Segment MOV Instructions. If the contents of a segment register are moved by the MOV, PUSH, or POP instructions, a special set of register bits (REG field) selects the segment register (see Table 4–6).
Figure 4–10 shows a MOV BX,CS instruction converted to binary. The opcode for this type of MOV instruction is different for the prior MOV instructions. Segment registers can be moved between any 16-bit register or 16-bit memory location. For example, the MOV [DI],DS instruction stores the contents of DS into the memory location addressed by DI in the data
segment. An immediate segment register MOV is not available in the instruction set. To load a segment register with immediate data, first load another register with the data and then move it to a segment register.
Although this discussion has not been a complete coverage of machine language coding, it provides enough information for machine language programming. Remember that a program written in symbolic assembly language (assembly language) is rarely assembled by hand into binary machine language. An assembler program converts symbolic assembly language into machine language. With the microprocessor and its over 100,000 instruction variations, let us hope that an assembler is available for the conversion, because the process is very time-consuming, although not impossible.
None of the information presented thus far addresses the issue of 64-bit operation of the Pentium 4 or Core2. In the 64-bit mode, an additional prefix called REX (register extension) is added. The REX prefix, which is encoded as a 40H–4FH, follows other prefixes and is placed immediately before the opcode to modify it for 64-bit operation. The purpose of the REX prefix is to modify the reg and r/m fields in the second byte of the instruction. REX is needed to be able to address registers R8 through R15. Figure 4–11 illustrates the structure of REX and also its application to the second byte of the opcode.
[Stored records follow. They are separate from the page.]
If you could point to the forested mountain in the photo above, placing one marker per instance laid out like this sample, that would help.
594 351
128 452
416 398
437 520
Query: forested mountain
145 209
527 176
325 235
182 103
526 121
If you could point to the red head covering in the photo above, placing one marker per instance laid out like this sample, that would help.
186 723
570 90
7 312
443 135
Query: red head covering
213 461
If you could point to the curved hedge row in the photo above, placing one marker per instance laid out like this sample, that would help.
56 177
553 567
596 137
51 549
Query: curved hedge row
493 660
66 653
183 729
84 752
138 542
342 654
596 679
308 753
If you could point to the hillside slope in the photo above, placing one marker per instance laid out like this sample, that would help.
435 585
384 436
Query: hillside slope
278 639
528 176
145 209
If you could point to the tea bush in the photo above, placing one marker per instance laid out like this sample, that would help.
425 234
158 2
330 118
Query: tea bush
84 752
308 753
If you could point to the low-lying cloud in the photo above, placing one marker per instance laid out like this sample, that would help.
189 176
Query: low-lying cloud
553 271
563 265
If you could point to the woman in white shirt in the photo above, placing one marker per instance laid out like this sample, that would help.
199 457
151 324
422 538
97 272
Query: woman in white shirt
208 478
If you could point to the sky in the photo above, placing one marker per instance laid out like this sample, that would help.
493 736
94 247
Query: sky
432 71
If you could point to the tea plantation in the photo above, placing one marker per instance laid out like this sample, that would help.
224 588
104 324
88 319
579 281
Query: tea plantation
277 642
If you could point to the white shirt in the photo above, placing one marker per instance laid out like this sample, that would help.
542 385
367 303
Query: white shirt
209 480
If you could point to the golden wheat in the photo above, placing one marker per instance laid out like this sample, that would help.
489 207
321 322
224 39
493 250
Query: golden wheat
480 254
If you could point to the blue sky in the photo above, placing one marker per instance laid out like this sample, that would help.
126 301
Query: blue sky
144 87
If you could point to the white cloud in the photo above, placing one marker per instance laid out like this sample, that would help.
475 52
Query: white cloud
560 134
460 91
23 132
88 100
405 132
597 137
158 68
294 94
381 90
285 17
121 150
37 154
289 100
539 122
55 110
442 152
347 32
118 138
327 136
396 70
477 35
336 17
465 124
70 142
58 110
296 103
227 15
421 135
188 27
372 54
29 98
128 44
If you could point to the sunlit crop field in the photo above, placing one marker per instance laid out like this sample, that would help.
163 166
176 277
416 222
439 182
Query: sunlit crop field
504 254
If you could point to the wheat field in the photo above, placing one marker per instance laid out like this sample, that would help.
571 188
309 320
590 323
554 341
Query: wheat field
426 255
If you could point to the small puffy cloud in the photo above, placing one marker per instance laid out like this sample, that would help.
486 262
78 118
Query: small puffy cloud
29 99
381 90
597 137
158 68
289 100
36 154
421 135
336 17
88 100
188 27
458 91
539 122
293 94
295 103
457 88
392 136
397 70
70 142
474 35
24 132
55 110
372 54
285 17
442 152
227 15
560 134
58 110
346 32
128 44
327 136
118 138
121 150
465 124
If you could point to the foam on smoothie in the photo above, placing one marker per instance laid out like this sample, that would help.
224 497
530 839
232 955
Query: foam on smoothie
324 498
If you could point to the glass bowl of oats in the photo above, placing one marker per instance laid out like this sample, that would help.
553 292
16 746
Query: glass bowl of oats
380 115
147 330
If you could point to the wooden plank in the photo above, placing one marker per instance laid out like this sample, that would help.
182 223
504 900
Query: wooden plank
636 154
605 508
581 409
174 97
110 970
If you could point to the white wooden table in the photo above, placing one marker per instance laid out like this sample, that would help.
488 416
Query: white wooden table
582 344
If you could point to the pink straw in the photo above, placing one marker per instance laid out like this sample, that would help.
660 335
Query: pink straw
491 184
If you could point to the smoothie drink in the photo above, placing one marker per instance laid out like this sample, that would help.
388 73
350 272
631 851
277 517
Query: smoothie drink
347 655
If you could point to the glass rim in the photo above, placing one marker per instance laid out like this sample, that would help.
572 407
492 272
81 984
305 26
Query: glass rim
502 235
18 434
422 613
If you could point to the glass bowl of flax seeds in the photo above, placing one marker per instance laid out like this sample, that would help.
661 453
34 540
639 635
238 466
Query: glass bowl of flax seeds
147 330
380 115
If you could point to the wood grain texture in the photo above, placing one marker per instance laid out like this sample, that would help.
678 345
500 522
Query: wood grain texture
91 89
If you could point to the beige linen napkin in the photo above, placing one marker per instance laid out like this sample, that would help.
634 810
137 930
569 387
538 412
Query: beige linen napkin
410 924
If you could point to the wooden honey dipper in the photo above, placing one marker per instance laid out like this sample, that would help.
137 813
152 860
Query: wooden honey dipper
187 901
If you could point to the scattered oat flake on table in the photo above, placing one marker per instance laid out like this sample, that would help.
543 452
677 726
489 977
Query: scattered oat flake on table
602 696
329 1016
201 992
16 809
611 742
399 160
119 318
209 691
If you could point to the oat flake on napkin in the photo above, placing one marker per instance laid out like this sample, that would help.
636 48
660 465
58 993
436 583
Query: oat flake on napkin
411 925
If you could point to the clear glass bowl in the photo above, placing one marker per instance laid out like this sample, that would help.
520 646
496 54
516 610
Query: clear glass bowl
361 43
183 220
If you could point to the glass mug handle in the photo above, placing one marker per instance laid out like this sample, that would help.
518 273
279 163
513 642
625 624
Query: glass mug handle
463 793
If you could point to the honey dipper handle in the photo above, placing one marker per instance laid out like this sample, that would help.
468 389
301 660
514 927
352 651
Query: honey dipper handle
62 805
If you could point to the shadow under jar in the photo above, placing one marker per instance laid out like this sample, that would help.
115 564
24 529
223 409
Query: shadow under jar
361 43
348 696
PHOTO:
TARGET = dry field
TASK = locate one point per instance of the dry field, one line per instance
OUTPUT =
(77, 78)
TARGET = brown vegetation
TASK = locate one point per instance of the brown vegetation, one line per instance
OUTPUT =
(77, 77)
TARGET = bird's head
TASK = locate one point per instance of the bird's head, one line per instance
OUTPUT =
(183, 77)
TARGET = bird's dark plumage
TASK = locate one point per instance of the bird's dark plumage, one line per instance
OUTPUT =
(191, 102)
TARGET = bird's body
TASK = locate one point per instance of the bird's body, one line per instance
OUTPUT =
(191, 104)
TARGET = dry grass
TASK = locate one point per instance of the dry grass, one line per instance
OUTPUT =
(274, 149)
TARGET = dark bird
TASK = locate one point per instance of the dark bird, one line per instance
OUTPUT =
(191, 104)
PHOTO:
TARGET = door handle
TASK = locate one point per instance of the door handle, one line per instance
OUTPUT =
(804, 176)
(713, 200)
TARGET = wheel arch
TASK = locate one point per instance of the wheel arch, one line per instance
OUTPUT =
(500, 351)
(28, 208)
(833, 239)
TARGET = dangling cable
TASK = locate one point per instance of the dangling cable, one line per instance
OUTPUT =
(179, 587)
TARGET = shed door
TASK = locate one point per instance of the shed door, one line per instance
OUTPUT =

The register and memory address assignments for the rrrr and mmmm fields are shown in Table 4–7 for 64-bit operations. The reg field can only contain register assignments as in other modes of operation and the r/m field contains either a register or memory assignment.
Figure 4–12 shows the scaled-index byte with the REX prefix for more complex address- ing modes and also for using a scaling factor in the 64-bit mode of operation. As with 32-bit instructions, the modes allowed by the scaled-index byte are fairly all conclusive allowing pairs of registers to address memory and also an index factor of 2 × , 4 × , or 8 × . An example is the instruction MOV RAXW,3RDX + RCX – 124, which requires the scaled-index byte with an index of 1, which is understood but never entered into the instruction.